A sudden squall blew up as she ventured down one of the side streets off the Strand. It sent the trade signs creaking on their hinges. The few citizens who were abroad hurried to shelter in shop doorways from the sudden icy rain. The street women on the corners feared they were in for a lean night, a night when the sleet would douse all but the most fervent ardor. Still the girl carried on, all the while clutching a small drawstring bag under her shawl.

It was almost nine o’clock when she reached the tavern near the waterside. The windowpanes were frosted over, but she could see the warm glow of lanterns from within. It was as cold a November as anyone could remember and it was not yet the time Christian men called Advent. Even she, who’d only heard stories of English winters from the older household slaves, knew that this weather was out of the ordinary.

She paused for a moment, nervously fingering the silver collar about her neck while listening to the music coming from inside the tavern. There were voices raised in a sad song, an old lament from the plantations. A lone baritone made a sound as rich as hot chocolate. He was answered by a chorus of notes as sweet as sugarcane itself. The girl smiled, not through happiness or nostalgia, but to reaffirm her resolve. She patted the bag and as soon as the voices had died down and given way to applause, she entered the inn.

The place was full of her own kind: Gold Coast Negroes, Coromantees, sold to the white traders by the Ashanti at the great slave market at Mansu. They were the best sort, the noblest, prized above others for their superior physique and courage. These were the men and women who had been wrenched away from their African homeland and doomed to a life in chains. Under their thick frockcoats or their shifts most of them still carried the scars of the lashes or the marks where the manacles cut their flesh. Some still walked with the stoop of slaves kept in a yoke so long that their spines bowed.

On benches and pews, they sat around tables drinking rum and ale and listening to the songs. Tobacco smoke curled in the air; tobacco from the very plants that profited their white masters. A parrot, its feathers red and gold and blue, perched on one man’s shoulder as a girl fed it scraps. And there was a man sporting a hat modeled on a ship. These were the fortunate ones, the ones who had bought their own freedom or fought for King George against America in the war and been given passage to London to forge new lives for themselves. They could not learn a trade—a Lord Mayor’s edict had put paid to that fifty years before—but at least those present had all broken their slave bonds. She could join them. She could run away. But not tonight.

In this strange country that was colder than stone, slavery was not permitted. All Englishmen were free and yet because she was only staying a short while, she still had to wear her collar. Her master regarded her as little more than a trinket and certainly of less value than his thoroughbred horse. So, for now, she would content herself with slipping out of his mansion after dark, unseen.

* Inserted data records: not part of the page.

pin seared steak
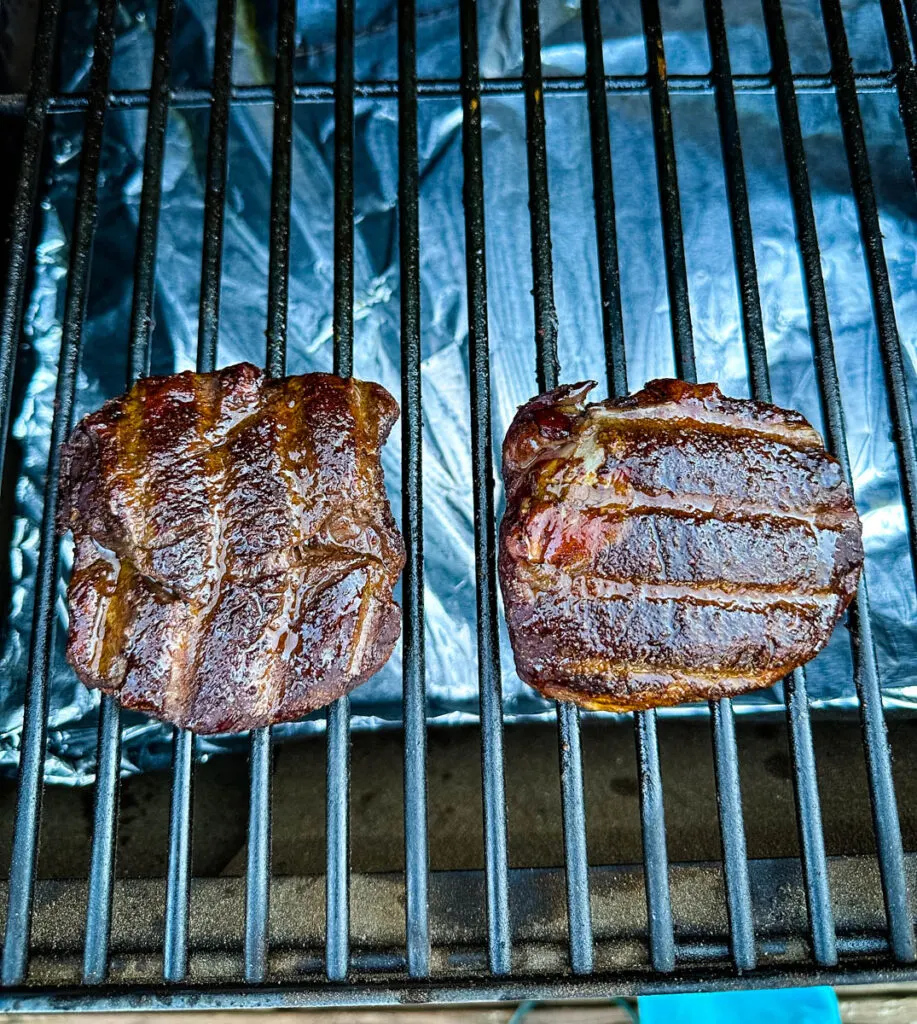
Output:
[59,364,404,733]
[499,380,863,711]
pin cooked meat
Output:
[59,362,404,733]
[499,380,863,711]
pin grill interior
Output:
[0,0,917,1010]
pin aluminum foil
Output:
[0,0,917,783]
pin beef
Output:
[499,380,863,711]
[58,364,404,733]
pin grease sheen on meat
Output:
[499,380,863,711]
[59,364,404,733]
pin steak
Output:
[58,362,404,733]
[499,380,863,711]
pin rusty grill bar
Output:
[0,0,917,1009]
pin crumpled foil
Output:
[0,0,917,783]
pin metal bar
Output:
[634,710,675,972]
[763,0,915,961]
[582,0,675,971]
[822,0,917,580]
[904,0,917,76]
[334,0,354,377]
[83,0,181,984]
[704,0,837,966]
[128,0,176,384]
[324,0,354,981]
[641,0,697,381]
[163,729,194,982]
[2,0,116,985]
[397,0,430,978]
[641,0,756,971]
[520,0,560,391]
[245,0,296,983]
[324,697,350,981]
[521,0,593,974]
[245,726,271,984]
[0,0,60,480]
[876,0,917,185]
[710,697,756,971]
[783,669,837,967]
[0,71,897,115]
[582,0,627,395]
[267,0,296,377]
[83,693,121,985]
[459,0,513,975]
[198,0,235,370]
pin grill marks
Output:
[61,364,403,732]
[500,381,863,708]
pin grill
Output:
[0,0,917,1011]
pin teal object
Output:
[637,985,840,1024]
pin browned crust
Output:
[499,381,863,711]
[58,364,404,733]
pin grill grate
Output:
[0,0,917,1009]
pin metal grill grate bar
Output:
[325,0,354,981]
[0,0,60,480]
[704,0,837,965]
[334,0,354,377]
[763,0,915,961]
[245,726,271,983]
[876,0,917,185]
[83,0,181,984]
[582,0,675,971]
[398,0,430,977]
[521,0,593,974]
[642,0,755,971]
[83,696,121,985]
[2,0,116,985]
[460,0,512,975]
[245,0,296,983]
[198,0,235,373]
[163,729,194,981]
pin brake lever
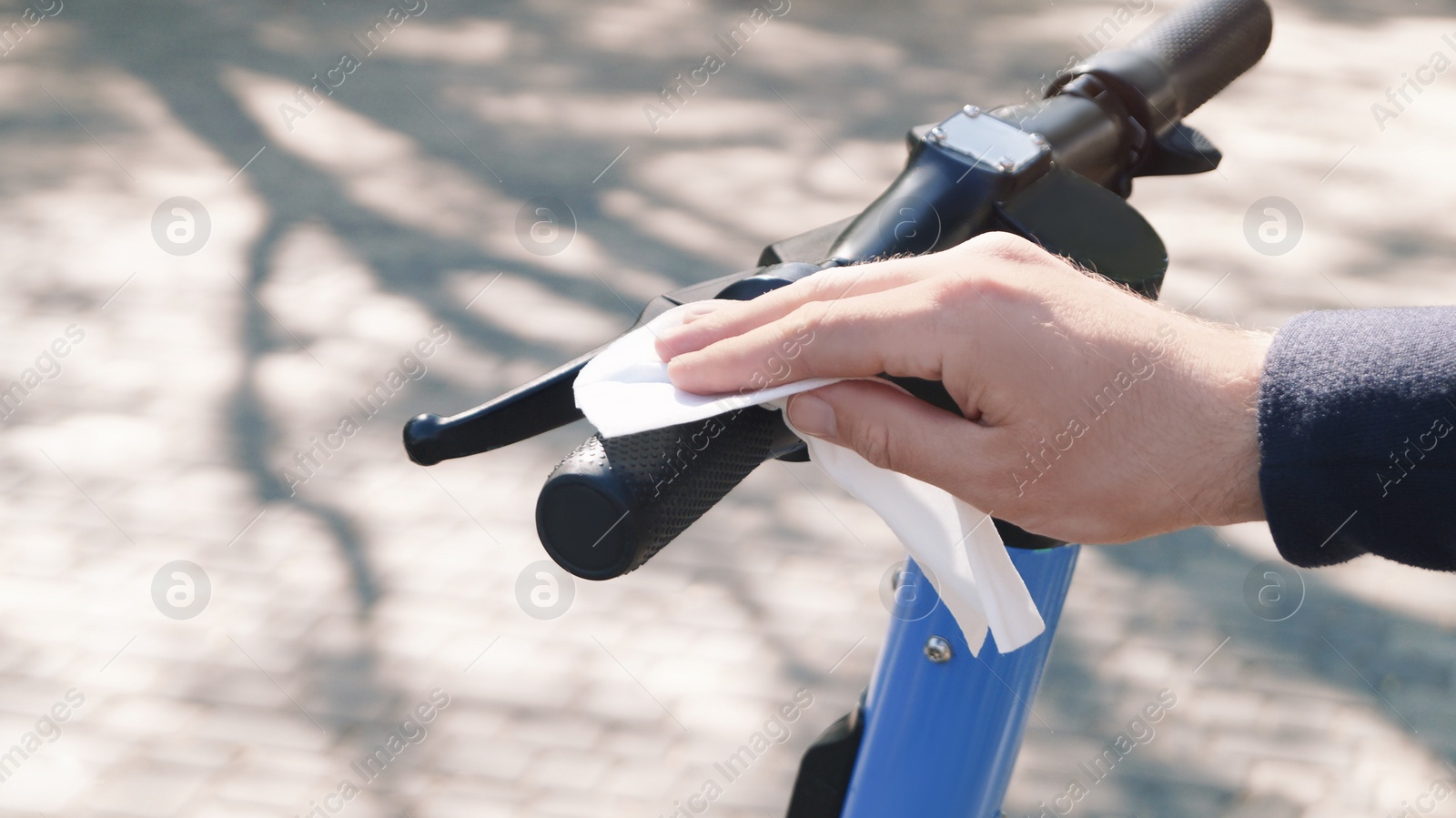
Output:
[405,260,839,466]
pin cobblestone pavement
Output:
[0,0,1456,818]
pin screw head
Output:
[925,636,954,665]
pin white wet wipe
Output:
[575,306,1046,653]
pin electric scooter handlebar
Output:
[405,0,1272,580]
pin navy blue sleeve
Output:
[1258,308,1456,571]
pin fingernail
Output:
[789,395,839,438]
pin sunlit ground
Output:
[0,0,1456,818]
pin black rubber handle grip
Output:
[536,406,791,580]
[1128,0,1274,115]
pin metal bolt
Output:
[925,636,952,665]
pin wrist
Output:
[1204,329,1274,525]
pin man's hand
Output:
[658,233,1269,543]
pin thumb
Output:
[788,380,995,505]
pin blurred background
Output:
[0,0,1456,818]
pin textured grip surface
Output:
[536,406,784,580]
[1128,0,1274,115]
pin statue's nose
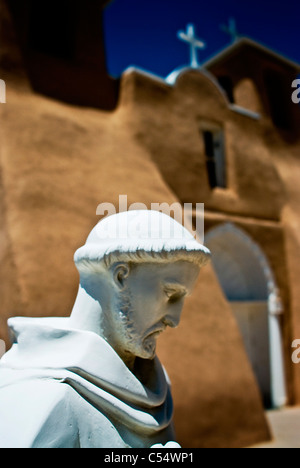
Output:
[162,315,180,328]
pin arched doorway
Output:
[205,223,287,408]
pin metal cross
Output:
[221,18,240,42]
[177,24,206,68]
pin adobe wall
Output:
[120,70,285,220]
[0,79,269,446]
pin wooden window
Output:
[29,0,75,60]
[202,129,226,189]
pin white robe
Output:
[0,317,174,448]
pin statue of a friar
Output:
[0,210,210,448]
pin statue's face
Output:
[110,261,199,359]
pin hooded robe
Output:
[0,317,174,448]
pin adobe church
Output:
[0,0,300,447]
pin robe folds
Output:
[0,317,174,448]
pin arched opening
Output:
[205,223,287,408]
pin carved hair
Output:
[75,247,210,273]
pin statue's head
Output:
[74,210,210,359]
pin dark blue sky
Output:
[104,0,300,77]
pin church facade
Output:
[0,0,300,447]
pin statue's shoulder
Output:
[0,379,78,448]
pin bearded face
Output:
[108,261,199,359]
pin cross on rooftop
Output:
[221,18,239,42]
[177,24,206,68]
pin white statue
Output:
[0,211,210,448]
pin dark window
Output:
[264,70,291,130]
[218,76,234,104]
[29,0,75,60]
[202,130,226,188]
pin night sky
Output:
[104,0,300,77]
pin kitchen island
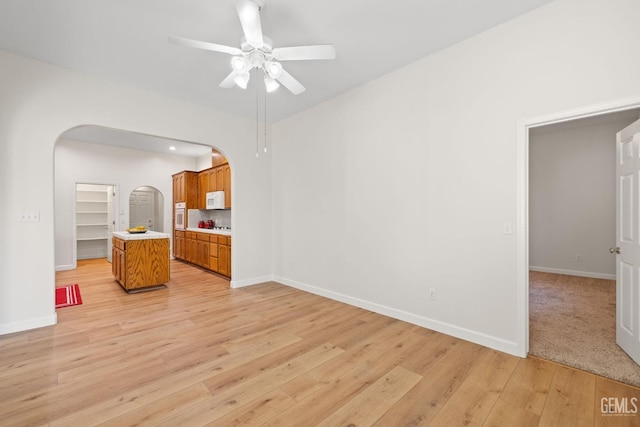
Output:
[111,231,170,293]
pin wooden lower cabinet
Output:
[218,238,231,277]
[185,231,198,264]
[175,231,231,278]
[111,237,170,291]
[173,230,187,259]
[195,233,209,268]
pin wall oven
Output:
[174,202,187,230]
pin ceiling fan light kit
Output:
[169,0,336,95]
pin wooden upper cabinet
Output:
[216,166,224,191]
[198,170,209,209]
[220,164,231,209]
[211,148,229,167]
[173,171,198,209]
[207,168,218,191]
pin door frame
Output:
[516,97,640,357]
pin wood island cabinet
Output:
[111,231,170,292]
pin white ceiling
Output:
[0,0,550,121]
[0,0,550,156]
[61,126,211,157]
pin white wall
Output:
[529,115,634,279]
[54,139,196,270]
[272,0,640,354]
[0,51,272,334]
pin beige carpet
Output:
[529,272,640,387]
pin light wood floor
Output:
[0,260,640,427]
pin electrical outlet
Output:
[20,211,40,222]
[502,221,513,234]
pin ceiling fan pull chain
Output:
[254,67,260,159]
[264,88,267,153]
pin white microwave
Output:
[207,191,224,209]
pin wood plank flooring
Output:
[0,260,640,427]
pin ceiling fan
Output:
[169,0,336,95]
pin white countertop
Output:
[187,228,231,236]
[113,230,169,240]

Amid the cheering that night, as the singers returned to their seats, nobody noticed the girl, no one apart from the landlord at the pump, a mulatto, a large hoop piercing his ear lobe and a gold front tooth in his mouth. She caught his eye and, with a wordless greeting, he gestured her to a low door at the back of the bar. She felt a flutter in her stomach when it opened, as if a trapped bird was stirring inside her. The room was dimly lit with a single lantern dangling from the ceiling. The shutters were closed and the smell was earthy and damp. In the darkness she could make out bunches of dried herbs hanging from the beams. She narrowed her eyes and shivered, not with cold but fear. There were other objects, too; what looked like a snake was draped around a rafter and something round and white, a small skull, perhaps, sat next to it. On one wall there were shelves crammed with an assortment of oddities; lumps of coral, twisted animal horns, and jars of teeth.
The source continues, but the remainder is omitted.